Like Elodea, red weed's dominance renders the environment unexploitable by humans. In fact, red weed has the potential to disrupt humans’ “experiences of everyday life and . . . expectations of the future” just as much, or more, than the Martians’ heat rays and black smoke.Footnote 38 As red weed's transformation of southern Britain indicates, it could re-engineer the surface of the Earth into an aqueous infrastructure suitable to itself but hostile to many other forms of life. For instance, the impossibility of practicing agriculture and horticulture in a Martian- and red-weed-dominated environment is implicit throughout the narrator's description of his flight and hiding from the Martians, as he watches fields and gardens fill with red weed and hears accounts of people “starving in heaps” (153). An artilleryman the narrator meets on the outskirts of London even suggests that the Martians will use humans’ experience of “empty stomachs” to transform people into a captive food source; no longer the growers of food in a landscape shaped to support them, humans will become “eatable ants” (155, 153).

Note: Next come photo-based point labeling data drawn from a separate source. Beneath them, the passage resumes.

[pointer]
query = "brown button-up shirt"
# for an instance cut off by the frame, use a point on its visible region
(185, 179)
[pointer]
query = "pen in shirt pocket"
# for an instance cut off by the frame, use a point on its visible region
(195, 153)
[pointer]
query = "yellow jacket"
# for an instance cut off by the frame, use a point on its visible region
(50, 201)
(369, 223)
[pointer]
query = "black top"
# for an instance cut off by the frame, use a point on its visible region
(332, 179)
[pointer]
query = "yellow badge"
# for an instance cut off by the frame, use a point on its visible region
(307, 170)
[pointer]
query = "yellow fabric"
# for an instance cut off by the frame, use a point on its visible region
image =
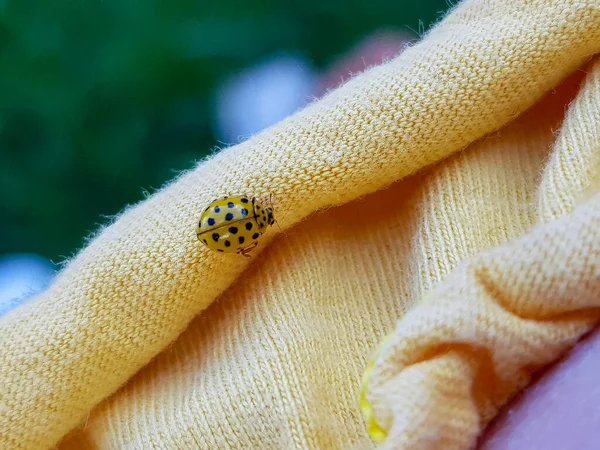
(452, 190)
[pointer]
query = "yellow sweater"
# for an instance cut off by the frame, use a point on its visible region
(446, 199)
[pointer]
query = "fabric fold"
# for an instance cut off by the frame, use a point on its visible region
(142, 279)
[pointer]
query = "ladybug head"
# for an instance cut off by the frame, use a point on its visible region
(270, 218)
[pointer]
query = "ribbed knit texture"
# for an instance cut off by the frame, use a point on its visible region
(478, 257)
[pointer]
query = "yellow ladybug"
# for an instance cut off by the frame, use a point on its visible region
(234, 224)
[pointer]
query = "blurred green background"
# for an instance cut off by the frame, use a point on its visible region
(101, 99)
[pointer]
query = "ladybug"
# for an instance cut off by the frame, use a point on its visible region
(233, 224)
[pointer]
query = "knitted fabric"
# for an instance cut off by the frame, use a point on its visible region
(446, 201)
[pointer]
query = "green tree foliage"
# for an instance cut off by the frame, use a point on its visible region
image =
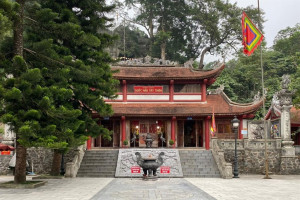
(242, 76)
(49, 94)
(7, 12)
(167, 25)
(136, 42)
(217, 26)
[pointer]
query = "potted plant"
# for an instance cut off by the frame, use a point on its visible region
(171, 142)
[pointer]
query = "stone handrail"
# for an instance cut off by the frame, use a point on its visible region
(73, 167)
(224, 167)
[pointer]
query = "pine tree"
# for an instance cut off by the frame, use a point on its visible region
(64, 76)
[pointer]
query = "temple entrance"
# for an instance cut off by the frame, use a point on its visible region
(140, 128)
(104, 141)
(189, 133)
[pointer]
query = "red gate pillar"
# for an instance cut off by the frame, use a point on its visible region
(207, 133)
(171, 91)
(173, 129)
(123, 129)
(241, 128)
(124, 90)
(203, 90)
(89, 143)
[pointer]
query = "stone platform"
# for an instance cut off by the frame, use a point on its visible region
(127, 159)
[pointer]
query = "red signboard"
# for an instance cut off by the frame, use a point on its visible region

Acknowledging his own vulnerability in a space no longer engineered for his survival, the narrator explores the possibility of exchanging accustomed food sources for red weed. He describes the plant's appearance as “between butcher's meat and pickled cabbage,” and at one point he “gnawed some fronds of red weed; but they were watery, and had a sickly, metallic taste” (175, 146). Even if the Martians were to withdraw at this point in the novel, leaving humans the safety and leisure needed to reestablish agriculture, red weed's far-reaching conquest of the novel's spaces and water resources (“the water mains and drains are empty,” the artilleryman remarks) would make this task near-impossible (153), with red weed's dominance arguably offering an even more significant threat to human survival than the Martians. In its depiction of human vulnerability to Martian attack, then, the novel also shows humans’ vulnerability to Martian plants’ environmental re-engineering. Red weed's spread across the landscape reveals how the British environment acts, or used to act, as an infrastructure for sustaining life, with this infrastructure only made visible to the novel's human characters by its collapse.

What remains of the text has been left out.